The courts and the authorities agree, in the absence of statutory regulations, that a higher degree of negligence is required to establish criminal negligence than to establish liability in a civil action. The negligence required in a criminal proceeding must be more than a lack of ordinary care and precaution. It must be something more than mere inadvertence or misadventure. It is a recklessness or indifference incompatible with a proper regard for human life. It must be shown that a homicide was not improbable under all of the facts existing at the time, and that the knowledge of such facts should have had an influence on the conduct of the offender.

Phillips, 204 Ark. at 212, 161 S.W.2d at 750.

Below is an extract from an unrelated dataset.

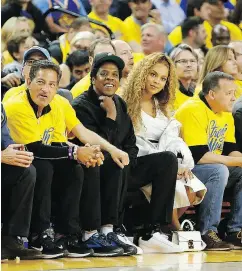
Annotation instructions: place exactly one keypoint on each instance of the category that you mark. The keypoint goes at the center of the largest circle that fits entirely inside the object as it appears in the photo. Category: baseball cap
(36, 49)
(101, 58)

In his dissenting opinion in Utley, supra. Chief Justice Hannah wrote that there had been a “change in analysis” in ascertaining whether a conviction for negligent homicide is supported by substantial evidence. He noted that, rather than focusing on the culpable mental state of the driver, the “focus now is upon the severity of the injury that results.” Utley, 366 Ark. at 519, 237 S.W.3d at 37 (Hannah, C.J., dissenting). Rather than examining the | ¡¡necessary question of whether, under the circumstances, the person should have been aware of the risk and whether his or her failure to perceive it was a gross deviation from the care a reasonable and prudent person would exercise under the circumstances, the courts now look to see only whether the defendant’s car crossed the center line and whether someone died. If that happened, then the defendant is criminally liable for homicide. His intent or state of mind has become irrelevant, despite the fact that the defendant’s mens rea is an element of the offense that the State must prove beyond a reasonable doubt. See, e.g., Norton v. State, 271 Ark. 451, 453-54, 609 S.W.2d 1, 3 (1980) (where intent is an element of the offense, the State must prove each element beyond a reasonable doubt). By judicial fiat, the courts have turned any fatality caused by a head-on car crash into a strict-liability offense.

I agree with Chief Justice Hannah that the Utley majority changed the lens through which car-crash negligent-homicide cases are viewed. Nonetheless, Utley controls in this case, and I must therefore reluctantly agree to affirm.